Libraries feel boom from bust economy

This year, however, Naylor said other factors have likely contributed to the library's successful circulation numbers.

"In this economy, it seems like people are checking out more books," he said. "I think that if we look at it and say what's logical, 'Well I can pay $30 and buy the book, or check it out free.'"

Not only have libraries become a source for entertainment during the financial crisis, but they have also become a valuable resource for employment.

The New York Library Association announced results of a survey on Monday, Feb. 9, that showed 80 percent of the libraries in New York have helped someone search for a job in the past three months.

Michael Borges, NYLA's executive director, commented on the survey results.

"As the state faces its most difficult economic crisis in decades, public library usage has rapidly increased, particularly with people seeking help in finding employment," he said.

Borges emphasized that the free services the library provides come particularly in handy in times like these.

"When folks lose jobs or cut back on spending for fear of losing their jobs, people turn to libraries for free Internet access and books, CDs, videos and literacy programs for their families. Libraries have become part of society's safety net for the neediest in our communities," he said.

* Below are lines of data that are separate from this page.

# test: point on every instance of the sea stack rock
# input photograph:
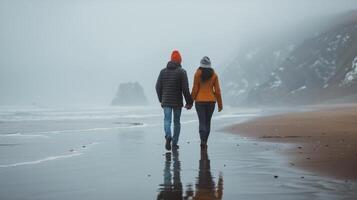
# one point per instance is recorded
(129, 94)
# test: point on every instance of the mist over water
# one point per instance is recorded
(77, 52)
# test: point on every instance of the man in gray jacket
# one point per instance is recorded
(171, 85)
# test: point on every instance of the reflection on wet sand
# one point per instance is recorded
(205, 188)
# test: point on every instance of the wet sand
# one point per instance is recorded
(324, 141)
(122, 156)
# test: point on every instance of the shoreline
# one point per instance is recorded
(324, 141)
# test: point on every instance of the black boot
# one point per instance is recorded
(168, 143)
(203, 144)
(175, 147)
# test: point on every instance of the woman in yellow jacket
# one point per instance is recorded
(206, 92)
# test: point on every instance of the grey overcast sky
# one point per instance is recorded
(78, 51)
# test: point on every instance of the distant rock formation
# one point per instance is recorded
(319, 68)
(129, 94)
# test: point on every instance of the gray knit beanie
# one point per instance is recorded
(205, 62)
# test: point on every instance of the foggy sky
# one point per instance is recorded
(77, 52)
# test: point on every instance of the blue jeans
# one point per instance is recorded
(177, 124)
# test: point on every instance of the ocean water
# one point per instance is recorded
(118, 153)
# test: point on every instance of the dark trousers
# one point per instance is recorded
(204, 112)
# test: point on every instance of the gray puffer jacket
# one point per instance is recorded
(171, 84)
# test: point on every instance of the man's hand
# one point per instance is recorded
(188, 107)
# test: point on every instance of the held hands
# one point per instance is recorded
(188, 107)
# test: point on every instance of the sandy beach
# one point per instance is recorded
(324, 141)
(118, 153)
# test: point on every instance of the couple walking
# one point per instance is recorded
(172, 84)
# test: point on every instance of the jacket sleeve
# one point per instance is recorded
(158, 87)
(186, 89)
(196, 86)
(217, 92)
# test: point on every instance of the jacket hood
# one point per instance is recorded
(173, 65)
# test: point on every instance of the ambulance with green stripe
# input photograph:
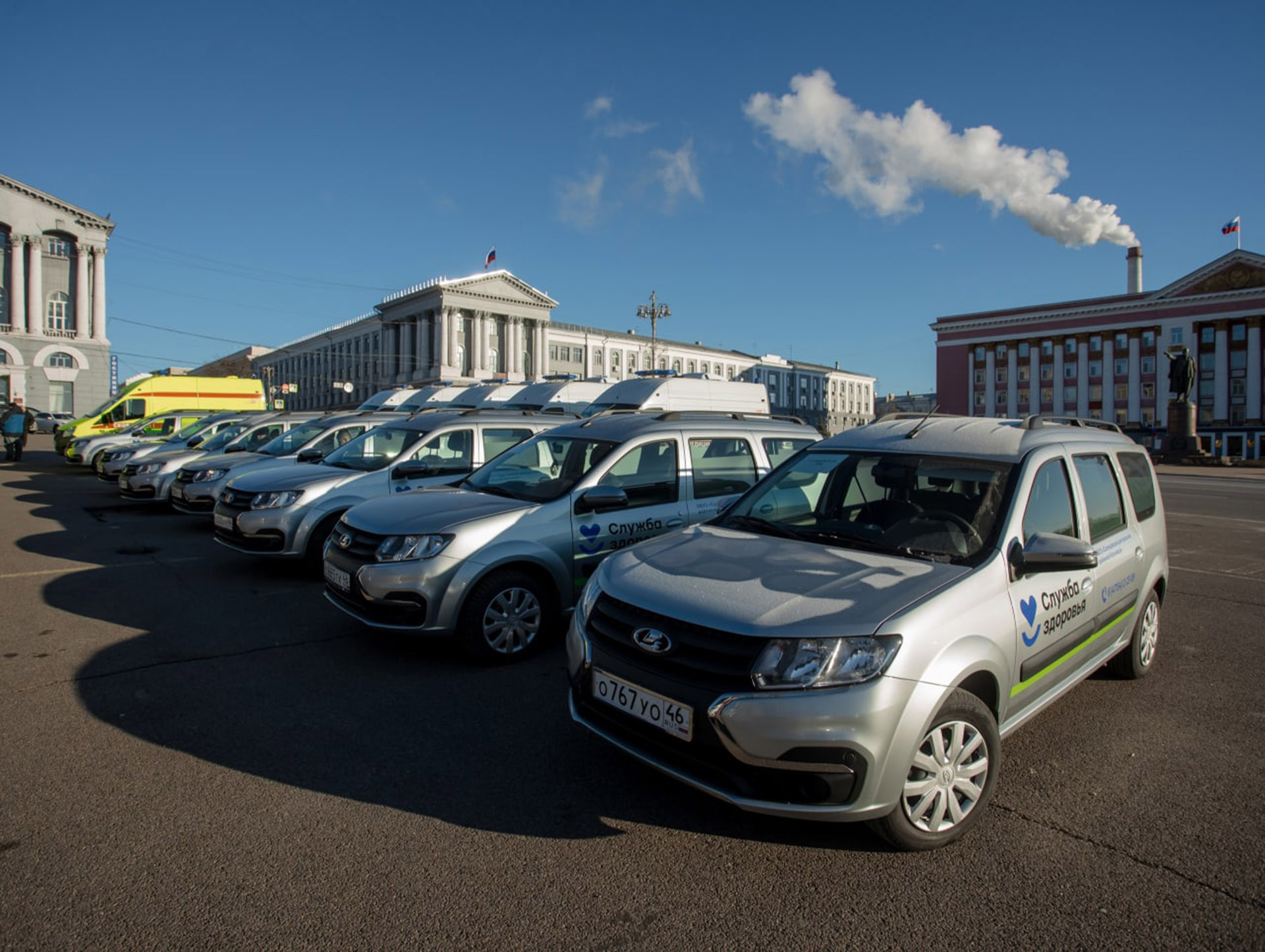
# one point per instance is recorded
(159, 393)
(852, 639)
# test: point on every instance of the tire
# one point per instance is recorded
(949, 780)
(316, 547)
(505, 617)
(1138, 660)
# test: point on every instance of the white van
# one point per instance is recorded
(562, 396)
(689, 392)
(387, 399)
(429, 396)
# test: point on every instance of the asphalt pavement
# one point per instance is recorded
(198, 751)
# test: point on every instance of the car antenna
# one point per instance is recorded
(918, 425)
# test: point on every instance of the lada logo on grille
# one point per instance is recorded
(652, 640)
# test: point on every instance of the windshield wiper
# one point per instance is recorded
(759, 525)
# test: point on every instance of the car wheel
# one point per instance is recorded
(950, 779)
(505, 617)
(1138, 658)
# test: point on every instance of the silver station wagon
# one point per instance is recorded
(852, 639)
(497, 561)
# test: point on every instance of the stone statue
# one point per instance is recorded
(1181, 374)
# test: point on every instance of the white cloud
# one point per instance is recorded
(677, 172)
(581, 200)
(884, 161)
(600, 105)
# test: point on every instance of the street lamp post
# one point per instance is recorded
(653, 312)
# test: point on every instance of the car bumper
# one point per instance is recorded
(830, 755)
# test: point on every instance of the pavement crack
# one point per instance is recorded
(1134, 858)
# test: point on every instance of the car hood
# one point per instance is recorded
(434, 510)
(300, 476)
(764, 586)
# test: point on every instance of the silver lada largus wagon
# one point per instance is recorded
(853, 638)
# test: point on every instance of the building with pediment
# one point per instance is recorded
(53, 350)
(495, 327)
(1107, 357)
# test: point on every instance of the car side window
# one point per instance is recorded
(648, 473)
(497, 441)
(1049, 506)
(721, 466)
(1102, 495)
(1141, 484)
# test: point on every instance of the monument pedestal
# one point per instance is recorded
(1182, 444)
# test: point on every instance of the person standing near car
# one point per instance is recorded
(16, 422)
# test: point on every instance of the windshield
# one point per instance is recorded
(542, 469)
(945, 509)
(293, 439)
(374, 449)
(221, 439)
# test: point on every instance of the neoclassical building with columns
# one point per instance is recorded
(1108, 357)
(495, 327)
(53, 350)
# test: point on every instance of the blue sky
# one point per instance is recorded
(277, 169)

Naylor said the library has been more populated with people in the past year, and they are turning, surprisingly, more toward reading material than viewing or audio materials.

"In the past few years, DVDs [usage] have not increased. In fact, the movies have actually gone down lately," Naylor said. "The reading is actually going up a lot."

In 2008, adult fiction and nonfiction were the two most popular categories in the library's circulation, Naylor said. He noted that there has been an increase in participation in the children's section's many programs, as well.